Recent experience abroad shows how crucial the private sector — especially its most central nodes — can be for defeating authoritarianism. Late on December 3, 2024, South Korea’s right-wing president, Yoon Suk Yeol, declared martial law. The militant Korean Confederation of Trade Unions threatened a general strike to save democracy and began immediately organizing rolling strikes in the most economically central metal and auto factories like Kia and Hyundai. This push, together with the broader pro-democracy movement of which it was part, forced the president out of office on December 14, 2024. (Yoon has since been indicted for leading an insurrection and is imprisoned — a fate that hopefully awaits America’s would-be dictator and his henchmen.)

To paralyze ICE and stop Trump, we urgently need far more private sector worker organizing.
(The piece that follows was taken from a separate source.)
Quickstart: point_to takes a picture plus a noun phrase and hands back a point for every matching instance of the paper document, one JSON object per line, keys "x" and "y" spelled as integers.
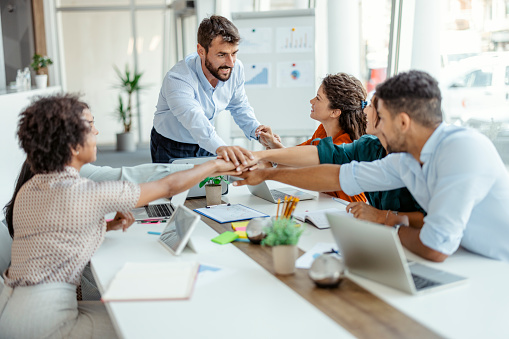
{"x": 230, "y": 213}
{"x": 318, "y": 218}
{"x": 153, "y": 281}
Beyond this basic point, Blanc identifies factors (momentum, leadership, organization) that will make general strikes more probable, and talks about what people can do in the here and now to build up the right conditions, while also emphasizing that attempts to bring general strikes into being with top-down calls from activists and influencers are unlikely to be successful. What’s crucial is having the elements in place when events can take on a life of their own.His article includes, for example, this handy breakdown of the way that every general strike we have had in American city has played out:

I started out this note by asking whether the difference between the kinds of coordinated protests, voluntary closures by sympathetic small businesses, school walkouts, and so on—all of which, I want to emphasize are really really positive developments—and an “actual general strike” is one that matters.
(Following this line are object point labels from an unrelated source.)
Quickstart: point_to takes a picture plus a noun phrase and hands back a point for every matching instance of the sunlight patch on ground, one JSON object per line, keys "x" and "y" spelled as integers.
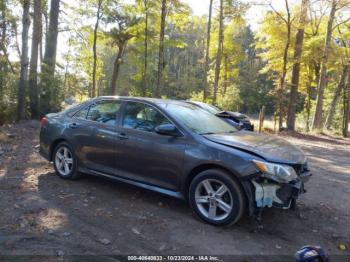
{"x": 51, "y": 219}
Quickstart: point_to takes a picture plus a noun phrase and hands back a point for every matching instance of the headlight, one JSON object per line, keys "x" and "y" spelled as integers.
{"x": 279, "y": 173}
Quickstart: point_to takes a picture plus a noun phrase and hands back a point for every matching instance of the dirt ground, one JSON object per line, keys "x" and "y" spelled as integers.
{"x": 42, "y": 214}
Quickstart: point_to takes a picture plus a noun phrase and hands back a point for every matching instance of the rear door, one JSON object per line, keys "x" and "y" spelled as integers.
{"x": 145, "y": 155}
{"x": 94, "y": 132}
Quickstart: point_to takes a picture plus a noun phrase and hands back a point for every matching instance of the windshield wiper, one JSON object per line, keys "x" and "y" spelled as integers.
{"x": 207, "y": 133}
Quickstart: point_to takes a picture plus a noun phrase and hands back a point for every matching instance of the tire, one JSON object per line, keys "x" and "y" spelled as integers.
{"x": 228, "y": 202}
{"x": 68, "y": 169}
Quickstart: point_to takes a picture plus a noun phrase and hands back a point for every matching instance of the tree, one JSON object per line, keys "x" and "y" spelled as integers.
{"x": 161, "y": 49}
{"x": 23, "y": 82}
{"x": 346, "y": 114}
{"x": 219, "y": 51}
{"x": 49, "y": 100}
{"x": 282, "y": 78}
{"x": 94, "y": 49}
{"x": 339, "y": 88}
{"x": 33, "y": 75}
{"x": 206, "y": 63}
{"x": 145, "y": 62}
{"x": 296, "y": 66}
{"x": 323, "y": 74}
{"x": 120, "y": 36}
I think it does. The way I’d frame why it matters (which heavily overlaps with the case Blanc makes in a different way in his article) might be best expressed by going back to a short video that I posted on Instagram on New Years Eve:

In it, I encouraged viewers to imagine the worst thing they could imagine Trump doing in the coming year.

If you have a good imagination, this might not be a very fun exercise. But indulge me. Invading Venezuela. Canceling elections. Whatever. Let your imagination go nuts. You know what would stop whatever it is from happening? Like, actually stop it, for real? A nation-wide general strike.

Now, I’m under zero illusions that we’re going to go from 6.2% or whatever private sector unionization to having nationwide general strikes in the next twelve months. But my reason for indulging in this little thought experiment is just to make a straightforward point about the social power that an organized working class would have.

In other words, if you want to think about what the realistic lever of power is for the majority of the population right now, it’s our power to withdraw our labor. That’s the power that played a crucial role in building social democracy in all the countries that have won a vastly better social contract for the working class within capitalism than what we’ve got in the United States. It’s the power that, exercised in a different way (by taking over production instead of just stopping it) could take us beyond capitalism entirely in the best version of our long-term future. And a general strike, like the ones Blanc talks about in South Korea and elsewhere, would be one of the most effective ways of using that power to bring about short-term political goals.

So, there are real costs to muddying the waters about what a “general strike” is, and giving people the impression that this most powerful weapon of the collective power of ordinary people has already been used and didn’t work. It hasn’t been.

It could be, though, and we absolutely need to build towards that.